Если не считать люльки-скорлупы, в остальном комната была обставлена по-человечески. Классические кресла, толстопузый комод, вместо искусственных светильников настоящие восковые свечи: белые, желтые, лиловые и зеленые. А ещё здесь я наконец-то увидела фотографии и концертные афиши певицы Штейн. Вот анонсы её выступлений в Гранд-опере, в миланском Ла Скала, а это просто благотворительный вечер в балетной школе. Мило. Кроме её профессиональных портретов были в комнате и фотографии знаменитостей. С одной, например, на меня смотрела Эдит Пиаф, гордо подняв остренький подбородок. На другой она стояла в черном платье у пухлого серебристого микрофона. На обоих снимках были автографы. Потрясающе! Неужели Камилла Штейн восхищается ещё кем-то, кроме собственной персоны? На этой же стене расположились портреты писателей Экзюпери и Фицджеральда, художника Дали и моего любимого мультипликатора Уолта Диснея в обнимку с его улыбчивым Микки. Прямо стена славы какая-то! Неужели она с каждым из них была знакома? Над всеми фотографиями Камилла растянула легкую шелковую ленту, обрамленную французским кружевом. А на ленте написала: «Les magiciens»[18].

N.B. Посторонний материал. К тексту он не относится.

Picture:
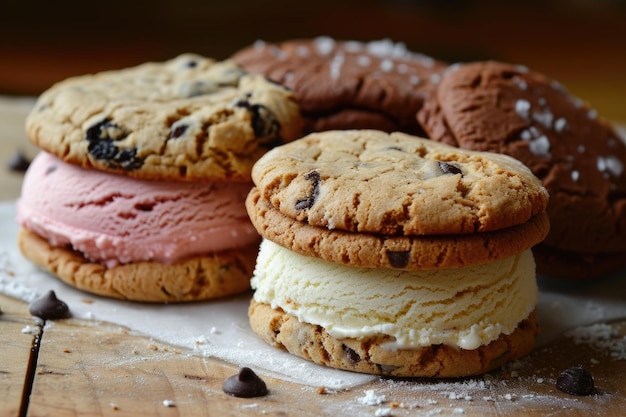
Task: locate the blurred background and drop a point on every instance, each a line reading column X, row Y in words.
column 581, row 43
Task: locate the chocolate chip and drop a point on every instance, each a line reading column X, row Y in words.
column 308, row 202
column 576, row 381
column 245, row 384
column 102, row 137
column 398, row 259
column 18, row 162
column 49, row 307
column 178, row 131
column 449, row 168
column 264, row 124
column 351, row 354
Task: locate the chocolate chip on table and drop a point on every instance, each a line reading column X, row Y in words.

В углу комнаты белым лебедем дремал патефон. Возле него лежали пластинки с записями мадам Штейн. Не стану слушать. Принципиально! Для меня же она не пела. Так, а это ещё что?

Мой взгляд упал на небольшую коробочку. Она и скромно и в то же время приметно стояла на нижней полочке патефонного стола.

Вот сейчас захочу её взять, и она тоже исчезнет! По-нормальному-то в этой квартире не бывает. Несмотря на опасения, я, закусив от накатившего волнения губы, схватила коробочку. Секунду помедлила (вдруг из неё кто-то выпрыгнет и укусит меня за нос?!). Помоги мне святой Дени![19] Ну, раз, два, три! Ап, и легким щелчком крышка коробочки открылась.

Чего-чего, но вот этого я точно не ожидала увидеть! На дне чудо-ларчика на фиолетовом бархате аккуратно лежала стопка разных фотокарточек. И было их столько, сколько мне лет. С первого дня моего рождения. Чернобелые, коричневатые и две цветные. А на них только я. Без папы и маман. Последняя, кажется, была сделана полгода назад. Здесь я, правда, с Луи. Фу, злая какая-то. Помнится, в тот день мы вновь ходили к психологу и он традиционно портил мне настроение разговорами о том, что я должна больше общаться со сверстниками, а не выдумывать истории о феях и гномах. И вот здесь я как раз изображала серьезный вид лекаря человеческих душ.

Рассматривая снимки, я и не заметила, как в спальню влетел Луи. Он закричал:

– Вот же она!

За ним вошла Камилла Штейн.

16

Доброе утро, красавица (фр.).

17

Минуточку! Пожалуйста (фр.).

18

Волшебники (фр.).

19

Священномученик, покровитель Парижа, живший в III веке н. э.